KOMPAS.com - Sejumlah pemuda lintas agama di Poso, Sulawesi Tengah, mengikuti kegiatan Kemah Kampung Damai Lokakarya Penggerak Perdamaian, pada 19-22 September lalu.
Adapun kegiatan itu diinisiasi oleh Paritas Institute bekerja sama dengan Sekretariat Revolusi Mental Kementerian Koordinator Pembangunan Manusia dan Kebudayaan (Kemenko PMK).
Selama empat hari, para pelajar dari jenjang sekolah menengah atas (SMA) hingga mahasiswa itu berkumpul bersama dalam perkemahan. Mereka turut berbagi kisah mengenai hidup dalam perbedaan.
Dijelaskan tokoh agama setempat, Pendeta Budi Tarusu dari Gereja Kristen Sulawesi Tengah Klasis Poso Kota, pengalaman masa lalu konflik berlatar agama di Poso menjadi pelajaran penting dan tidak boleh terulang lagi.
“Mereka telah saling mengenal satu sama lain. Bila sebelumnya, ada berbagai prasangka terhadap teman yang berbeda, namun mereka membuktikan sendiri bahwa prasangka itu tak benar adanya. Mereka mampu bersahabat dengan semua perbedaan yang ada di dalamnya,” ujar Budi dalam keterangan tertulis yang diterima Kompas.com, Senin (24/9/2018).
Hal senada diutarakan Wakil Bupati Poso Samsuri. Sejatinya, ujar Samsuri, nilai dan semangat perdamaian sudah lama hidup dalam budaya Poso.
“Di Poso, ada semboyan Sintuwu Maroso yang artinya bersatu-padu dengan kuat. Saya berharap kegiatan ini mampu mengingatkan anak-anak muda agar tidak meninggalkan budaya dan semangat persatuan yang diwarisi nenek moyang kita di Poso,” ucap Samsuri.

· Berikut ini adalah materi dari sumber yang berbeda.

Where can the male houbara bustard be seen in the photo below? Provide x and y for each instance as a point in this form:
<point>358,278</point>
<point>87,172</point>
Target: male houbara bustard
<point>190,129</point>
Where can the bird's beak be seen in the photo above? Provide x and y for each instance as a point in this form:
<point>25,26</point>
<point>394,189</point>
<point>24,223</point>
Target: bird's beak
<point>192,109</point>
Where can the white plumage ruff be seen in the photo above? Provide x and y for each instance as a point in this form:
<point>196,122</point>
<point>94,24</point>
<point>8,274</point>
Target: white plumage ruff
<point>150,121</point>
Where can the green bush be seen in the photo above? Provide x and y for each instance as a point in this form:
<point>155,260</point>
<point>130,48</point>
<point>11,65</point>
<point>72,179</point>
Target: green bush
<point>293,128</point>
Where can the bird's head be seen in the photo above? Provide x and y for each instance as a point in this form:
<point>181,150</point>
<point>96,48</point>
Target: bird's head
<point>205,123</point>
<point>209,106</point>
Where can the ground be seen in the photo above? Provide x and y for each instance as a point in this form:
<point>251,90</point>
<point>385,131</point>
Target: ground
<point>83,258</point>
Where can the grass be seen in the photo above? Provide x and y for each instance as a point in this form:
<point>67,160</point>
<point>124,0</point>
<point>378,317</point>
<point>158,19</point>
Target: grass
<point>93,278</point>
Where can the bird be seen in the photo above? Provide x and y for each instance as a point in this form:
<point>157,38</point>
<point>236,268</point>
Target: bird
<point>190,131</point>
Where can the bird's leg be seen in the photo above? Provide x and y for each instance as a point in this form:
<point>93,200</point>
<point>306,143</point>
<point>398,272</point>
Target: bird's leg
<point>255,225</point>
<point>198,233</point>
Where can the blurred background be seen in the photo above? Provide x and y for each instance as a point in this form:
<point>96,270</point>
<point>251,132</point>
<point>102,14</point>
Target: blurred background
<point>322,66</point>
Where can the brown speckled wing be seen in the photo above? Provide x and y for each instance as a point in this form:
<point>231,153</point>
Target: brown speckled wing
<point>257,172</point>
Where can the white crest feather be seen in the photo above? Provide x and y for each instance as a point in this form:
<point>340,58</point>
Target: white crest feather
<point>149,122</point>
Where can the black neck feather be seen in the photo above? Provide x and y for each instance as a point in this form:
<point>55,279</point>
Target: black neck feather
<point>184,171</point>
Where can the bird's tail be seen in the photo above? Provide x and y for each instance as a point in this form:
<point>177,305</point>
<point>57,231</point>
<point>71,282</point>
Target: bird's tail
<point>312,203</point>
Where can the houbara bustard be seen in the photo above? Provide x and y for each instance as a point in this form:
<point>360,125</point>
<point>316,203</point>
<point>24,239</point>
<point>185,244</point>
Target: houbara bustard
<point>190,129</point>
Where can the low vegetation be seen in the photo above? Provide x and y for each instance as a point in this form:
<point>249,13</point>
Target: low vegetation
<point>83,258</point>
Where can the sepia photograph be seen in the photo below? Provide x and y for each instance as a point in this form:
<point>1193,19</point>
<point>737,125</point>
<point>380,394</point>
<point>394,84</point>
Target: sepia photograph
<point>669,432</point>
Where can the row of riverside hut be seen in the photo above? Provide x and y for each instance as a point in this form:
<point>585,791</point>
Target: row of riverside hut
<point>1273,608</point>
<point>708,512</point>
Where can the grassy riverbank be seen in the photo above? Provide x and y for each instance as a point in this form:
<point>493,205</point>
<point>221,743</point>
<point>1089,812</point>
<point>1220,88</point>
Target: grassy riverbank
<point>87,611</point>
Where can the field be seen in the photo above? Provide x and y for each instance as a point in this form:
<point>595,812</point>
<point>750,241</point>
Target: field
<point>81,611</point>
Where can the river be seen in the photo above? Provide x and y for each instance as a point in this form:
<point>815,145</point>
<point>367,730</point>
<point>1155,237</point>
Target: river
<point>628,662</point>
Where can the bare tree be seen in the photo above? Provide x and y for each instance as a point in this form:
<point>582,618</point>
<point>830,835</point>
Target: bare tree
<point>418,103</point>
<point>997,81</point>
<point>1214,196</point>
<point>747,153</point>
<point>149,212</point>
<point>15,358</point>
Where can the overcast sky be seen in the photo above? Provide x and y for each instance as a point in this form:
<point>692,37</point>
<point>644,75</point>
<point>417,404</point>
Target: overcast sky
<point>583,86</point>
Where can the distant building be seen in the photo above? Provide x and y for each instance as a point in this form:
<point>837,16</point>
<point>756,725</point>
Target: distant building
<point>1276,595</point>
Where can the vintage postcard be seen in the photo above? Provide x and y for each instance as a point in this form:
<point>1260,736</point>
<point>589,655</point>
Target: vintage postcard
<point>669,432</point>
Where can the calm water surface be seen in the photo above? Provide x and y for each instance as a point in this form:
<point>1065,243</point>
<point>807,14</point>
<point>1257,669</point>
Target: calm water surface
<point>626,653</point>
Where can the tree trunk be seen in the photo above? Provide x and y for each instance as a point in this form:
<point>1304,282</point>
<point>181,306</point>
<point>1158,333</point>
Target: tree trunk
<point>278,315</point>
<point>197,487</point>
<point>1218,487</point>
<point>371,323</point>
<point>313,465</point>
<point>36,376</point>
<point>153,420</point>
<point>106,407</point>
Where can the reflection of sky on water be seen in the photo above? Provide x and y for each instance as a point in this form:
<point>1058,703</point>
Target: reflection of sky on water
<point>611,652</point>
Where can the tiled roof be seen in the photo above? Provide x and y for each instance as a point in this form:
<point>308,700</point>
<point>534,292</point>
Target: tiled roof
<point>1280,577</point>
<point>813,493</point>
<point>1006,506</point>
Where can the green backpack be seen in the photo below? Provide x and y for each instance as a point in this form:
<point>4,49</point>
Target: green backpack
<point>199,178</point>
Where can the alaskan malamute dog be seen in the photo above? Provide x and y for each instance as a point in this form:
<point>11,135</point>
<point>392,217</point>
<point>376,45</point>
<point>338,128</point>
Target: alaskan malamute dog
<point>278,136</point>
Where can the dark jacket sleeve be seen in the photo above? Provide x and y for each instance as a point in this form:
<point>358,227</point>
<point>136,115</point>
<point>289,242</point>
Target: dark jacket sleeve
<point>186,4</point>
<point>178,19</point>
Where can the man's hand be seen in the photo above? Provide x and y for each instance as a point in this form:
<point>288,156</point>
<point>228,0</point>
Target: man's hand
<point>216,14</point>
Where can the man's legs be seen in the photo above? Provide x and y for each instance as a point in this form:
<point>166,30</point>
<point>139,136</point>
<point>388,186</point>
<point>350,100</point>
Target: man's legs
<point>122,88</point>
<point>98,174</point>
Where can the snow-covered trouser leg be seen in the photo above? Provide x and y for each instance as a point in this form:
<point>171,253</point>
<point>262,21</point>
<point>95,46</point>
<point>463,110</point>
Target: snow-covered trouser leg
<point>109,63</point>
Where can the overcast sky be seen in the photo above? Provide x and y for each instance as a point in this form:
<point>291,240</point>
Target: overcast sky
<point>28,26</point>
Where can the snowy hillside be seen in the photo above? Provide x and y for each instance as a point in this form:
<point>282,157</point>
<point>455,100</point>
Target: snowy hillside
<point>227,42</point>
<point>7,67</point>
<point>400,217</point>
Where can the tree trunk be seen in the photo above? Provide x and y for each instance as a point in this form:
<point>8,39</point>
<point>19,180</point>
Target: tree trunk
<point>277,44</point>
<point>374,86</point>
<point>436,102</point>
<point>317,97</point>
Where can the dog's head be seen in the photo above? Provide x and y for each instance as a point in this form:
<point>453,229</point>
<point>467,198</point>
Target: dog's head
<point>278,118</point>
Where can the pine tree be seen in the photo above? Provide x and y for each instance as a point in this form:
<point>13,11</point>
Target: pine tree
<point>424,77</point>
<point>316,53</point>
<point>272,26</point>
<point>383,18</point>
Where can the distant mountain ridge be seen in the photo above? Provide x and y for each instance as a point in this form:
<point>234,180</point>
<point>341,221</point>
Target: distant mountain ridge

Sementara itu, Rumadi Ahmad selaku anggota Gugus Tugas Nasional Revolusi Mental mengatakan, kegiatan itu sarat akan nilai Indonesia Bersatu.
Gerakan Indonesia Bersatu, imbuh Rumadi, dapat dilakukan apabila elemen masyarakat dengan latar belakang beragam bisa digabungkan tanpa sekat perbedaan.
“Apa yang terjadi di kegiatan Kemah Kampung Damai merupakan salah satu upaya untuk membangun Indonesia Bersatu. Keanekaragaman, kebinekaan, dan prularitas yang kita miliki itu sama-sama dijahit sebagai sebuah kekuatan bangsa,” tuntas Rumadi.